ARMY OF THE DAMNED (2013)
What should be a simple win-win piece of b-movie fun for a guy with my tastes fails to hit the mark.
In short, a bunch of horror icons, veteran actors, and wrestlers (Tony Todd, Michael Berryman, Nick Principe, Tom Paolini, David Chokachi, Tommy Dreamer)—along with Joey Fatone of ‘NSync and Sully Erna of Godsmack—star as a reality TV show cast and cops that all end up in the same house together…and begin turning into demons.
And by demons, I mean their eyes turn black and they lower their chins to their chests to look menacing.
There’s plenty of gore, gunfire, and running around, but not much else. The cast tries to be quirky and funny, but the material just doesn’t lend itself to the tone it’s going for, so everyone seems to just be phoning it in.
Not even the constant, aggressive metal soundtrack can make this one as action-packed and fast-paced as it wants to be. Bummer.
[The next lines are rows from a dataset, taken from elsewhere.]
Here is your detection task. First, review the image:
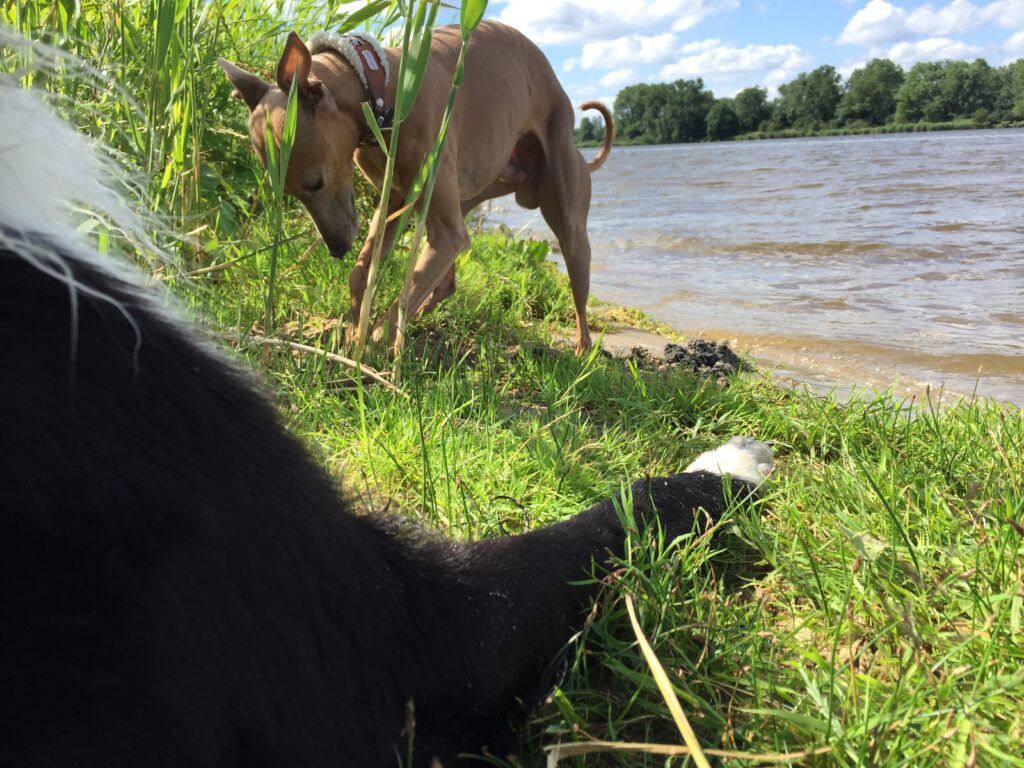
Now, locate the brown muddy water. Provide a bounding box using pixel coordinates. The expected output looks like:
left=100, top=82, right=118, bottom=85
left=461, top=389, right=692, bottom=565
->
left=484, top=130, right=1024, bottom=405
DEVIL SEED (aka: The Devil in Me) (2012)
Considering every mainstream possession film these days has absolutely nothing new to add to the genre, I don’t see the point in bashing an indie horror film about a possessed woman for being derivative.
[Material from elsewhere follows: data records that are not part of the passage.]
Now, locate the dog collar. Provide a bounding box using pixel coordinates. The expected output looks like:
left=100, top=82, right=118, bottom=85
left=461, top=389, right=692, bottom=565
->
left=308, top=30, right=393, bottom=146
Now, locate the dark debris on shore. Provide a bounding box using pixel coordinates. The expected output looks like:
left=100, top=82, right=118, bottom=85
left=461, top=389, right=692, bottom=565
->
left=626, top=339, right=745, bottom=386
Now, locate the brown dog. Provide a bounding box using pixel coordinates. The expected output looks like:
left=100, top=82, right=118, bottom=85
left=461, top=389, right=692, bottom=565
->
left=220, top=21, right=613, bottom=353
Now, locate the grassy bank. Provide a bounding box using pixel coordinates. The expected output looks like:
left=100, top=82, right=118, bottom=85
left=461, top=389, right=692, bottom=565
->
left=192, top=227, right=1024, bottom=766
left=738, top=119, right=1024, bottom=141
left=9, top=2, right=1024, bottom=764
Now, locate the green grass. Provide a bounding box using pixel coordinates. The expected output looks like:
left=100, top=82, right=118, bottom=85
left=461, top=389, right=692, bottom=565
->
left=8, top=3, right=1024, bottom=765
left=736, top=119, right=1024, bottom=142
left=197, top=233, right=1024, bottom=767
If you’ve devoured and liked everything that’s hit theaters in the wake of The Last Exorcism, then you have nothing to complain about with Devil Seed, because you get everything you want. At the end of a drunken night clubbing with her friends, a young woman visits a psychic.
Next morning, she remembers nothing, but soon begins hearing noises, seeing things, and suffering from scratches and bruises on her body. Eventually, an exorcist comes to battle it out with her as she crawls around and snarls like a demon.
The exorcism sequence is quite effectively done (there’s a particularly creepy incubus attack leading up to it), and there are even some tense and atmospheric moments sprinkled throughout the film, but they become quite repetitive and lose their potency. There’s no steady build to the situation—it’s mostly talk as the woman struggles to get her friends to believe something is happening to her, starts researching her problem herself, and teams up with one of her professors and his father because they have experience with the supernatural. Then all of a sudden, she’s a raging demon bitch from hell. So essentially, the movie would be more fun if you just skipped most of it and watched the final act.
Director Greg A. Sager went on to make the film Kingdom Come, which I blog about here. I definitely prefer that film over this one, simply because nothing is ever going to top the mother of all possessed chick movies – The Exorcist!